The best salespeople don’t sell. Instead, they believe wholeheartedly in the product they represent and enjoy the process of problem solving for their customers. In fact, when building out your sales team, a candidate's genuine passion for the product should be given as much precedence as years of industry experiences or the extent of their network. Conviction is gold dust. It will create the tenacity and authenticity required to get a young product into client’s hands.

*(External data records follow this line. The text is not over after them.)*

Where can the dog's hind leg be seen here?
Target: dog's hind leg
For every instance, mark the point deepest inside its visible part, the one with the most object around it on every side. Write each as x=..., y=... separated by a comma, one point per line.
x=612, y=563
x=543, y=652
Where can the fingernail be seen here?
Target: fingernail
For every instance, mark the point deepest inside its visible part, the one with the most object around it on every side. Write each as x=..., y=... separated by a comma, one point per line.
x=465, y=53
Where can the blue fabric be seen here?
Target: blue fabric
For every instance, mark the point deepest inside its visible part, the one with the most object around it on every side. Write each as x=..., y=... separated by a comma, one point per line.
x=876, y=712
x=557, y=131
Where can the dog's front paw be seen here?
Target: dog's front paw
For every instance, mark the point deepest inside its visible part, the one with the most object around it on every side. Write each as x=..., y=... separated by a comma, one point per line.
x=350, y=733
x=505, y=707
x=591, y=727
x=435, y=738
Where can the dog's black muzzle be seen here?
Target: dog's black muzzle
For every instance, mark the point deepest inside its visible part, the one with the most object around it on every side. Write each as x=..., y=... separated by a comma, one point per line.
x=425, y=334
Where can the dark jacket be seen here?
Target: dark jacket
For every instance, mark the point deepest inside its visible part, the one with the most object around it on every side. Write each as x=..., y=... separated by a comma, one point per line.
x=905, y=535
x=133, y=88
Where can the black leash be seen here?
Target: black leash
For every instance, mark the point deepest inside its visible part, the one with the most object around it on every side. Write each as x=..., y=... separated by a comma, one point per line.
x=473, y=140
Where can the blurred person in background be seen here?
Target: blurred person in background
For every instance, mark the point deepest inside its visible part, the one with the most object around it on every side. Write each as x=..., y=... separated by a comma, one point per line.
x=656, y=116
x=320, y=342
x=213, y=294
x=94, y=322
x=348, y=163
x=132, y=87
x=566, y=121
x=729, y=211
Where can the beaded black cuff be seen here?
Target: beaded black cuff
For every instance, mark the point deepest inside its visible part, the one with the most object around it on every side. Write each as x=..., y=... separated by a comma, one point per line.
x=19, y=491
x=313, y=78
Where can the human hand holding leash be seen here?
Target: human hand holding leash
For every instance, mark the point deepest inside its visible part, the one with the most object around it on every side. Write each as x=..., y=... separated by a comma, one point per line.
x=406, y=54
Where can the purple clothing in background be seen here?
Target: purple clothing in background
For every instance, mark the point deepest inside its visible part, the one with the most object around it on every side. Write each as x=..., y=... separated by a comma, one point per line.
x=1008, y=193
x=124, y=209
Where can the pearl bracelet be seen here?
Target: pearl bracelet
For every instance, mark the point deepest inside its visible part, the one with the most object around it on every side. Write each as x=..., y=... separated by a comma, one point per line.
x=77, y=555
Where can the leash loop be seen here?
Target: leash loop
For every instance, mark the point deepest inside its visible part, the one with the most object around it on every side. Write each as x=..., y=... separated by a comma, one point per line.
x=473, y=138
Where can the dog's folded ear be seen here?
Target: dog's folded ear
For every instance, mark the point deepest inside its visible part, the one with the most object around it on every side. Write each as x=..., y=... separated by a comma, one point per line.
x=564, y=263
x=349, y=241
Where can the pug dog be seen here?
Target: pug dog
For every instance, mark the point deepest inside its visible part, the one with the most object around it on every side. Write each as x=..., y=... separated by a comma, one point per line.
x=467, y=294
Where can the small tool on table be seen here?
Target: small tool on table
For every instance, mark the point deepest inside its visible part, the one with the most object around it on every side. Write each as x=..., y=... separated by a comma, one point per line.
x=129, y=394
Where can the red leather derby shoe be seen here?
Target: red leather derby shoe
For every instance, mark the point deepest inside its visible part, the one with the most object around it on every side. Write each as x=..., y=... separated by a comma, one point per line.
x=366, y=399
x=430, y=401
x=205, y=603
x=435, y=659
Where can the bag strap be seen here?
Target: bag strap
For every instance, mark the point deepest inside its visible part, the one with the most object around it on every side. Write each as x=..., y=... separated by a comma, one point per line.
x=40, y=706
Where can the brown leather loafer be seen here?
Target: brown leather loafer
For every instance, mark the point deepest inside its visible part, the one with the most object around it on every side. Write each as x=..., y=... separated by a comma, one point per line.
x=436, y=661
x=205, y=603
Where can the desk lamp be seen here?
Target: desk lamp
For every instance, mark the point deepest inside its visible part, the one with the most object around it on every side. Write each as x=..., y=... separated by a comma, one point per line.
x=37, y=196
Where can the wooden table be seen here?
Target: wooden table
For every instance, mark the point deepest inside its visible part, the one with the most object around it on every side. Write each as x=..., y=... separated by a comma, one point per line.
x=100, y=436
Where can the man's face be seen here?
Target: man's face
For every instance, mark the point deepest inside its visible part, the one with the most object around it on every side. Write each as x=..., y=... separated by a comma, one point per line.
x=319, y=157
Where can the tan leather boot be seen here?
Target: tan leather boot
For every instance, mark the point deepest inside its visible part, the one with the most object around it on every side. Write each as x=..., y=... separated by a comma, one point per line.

Getting sales is the best way to battle test Product Market Fit and build deep consultative relationships with early customers. One of the most effective relationship-building methods involves spending time listening and asking questions. Your role in the conversation should primarily be to ask questions and figure out the exact problem the person is facing and what their ideal solution would look like. Repeat what they’ve just said back to them, in a structured, top-down format. This will not only help you (and possibly even them) gain more clarity on the problem, it will also demonstrate that you care and don’t just see them as someone you’re trying to close.

Inspired by the Sandler methodology, starting a meeting with an ‘upfront contract’ where you can state the purpose of the meeting, the format it will take and the intended outcome will help you set the expectation that you’re there to listen and learn more about their business in order to tailor your service appropriately for when you do get into pitch mode.

8. Do what you said you were going to do

In a busy, distracted world, sticking to your word is powerful. After a meeting, do everything you say you will do and overdeliver where possible. That can be as simple as:

  • Sending the link you discussed
  • Making the relevant introduction you promised
  • Finding the data point you referenced which may help them with a business problem

This alone will set you apart.

Follow up diligently, with thoughtful and personalised messages and avoid follow-up templates at all costs! This takes a lot of work, so you’ll need drive to keep going. Be persistent but respectful and remember that people have other priorities. Finally, remember it’s not over till you get a no.

9. Embrace ‘no’

Contrary to popular belief, a ‘no’ is nearly as good as a ‘yes’. There are a few reasons why. First, rather than take it as a sign of defeat, consider that you have taken a prospect through a process, they have applied their mind to your offering and have given a definitive answer.  This means you can all move on and continue focusing on highest value opportunities in the pipeline. Focus is everything.  

Second, a no is a critical input for early cycle product market feedback loops. If you can interrogate and understand the why behind a no and develop pattern recognition, you’ll move faster to replicable sales plays in the right areas and experience faster traction.

Finally, a no is not a permanent thing.  You can always re-engage at a different point in the future and get to a yes. For example, a key decision maker could rotate and make way for a ‘yes’, you might add a killer feature that plugs a gap for your customer or your competitor could underdeliver or increase their prices. Keep checking in, but make your intentions to genuinely problem-solve apparent.

10. Balance your pipeline

A healthy pipeline should always be “dripping” and have multiple opportunities passing through to help you achieve weekly, monthly, quarterly targets. At the beginning of your journey, commit to weekly new business meeting targets to ensure the pipeline is constantly moving. Try to ensure your pipeline has a combination of opportunities; some may be big and take a while to close, others may be on the small side and faster to close.  Balancing your pipeline prevents the urge to panic when some deals take longer to close.  As a rule of thumb, you should be able to hit your targets with 50% big deals, 30% medium deals and 20% small deals. And remember that the last 20% can make all the difference in hitting your target.

With these tips in hand - go forth and conquer!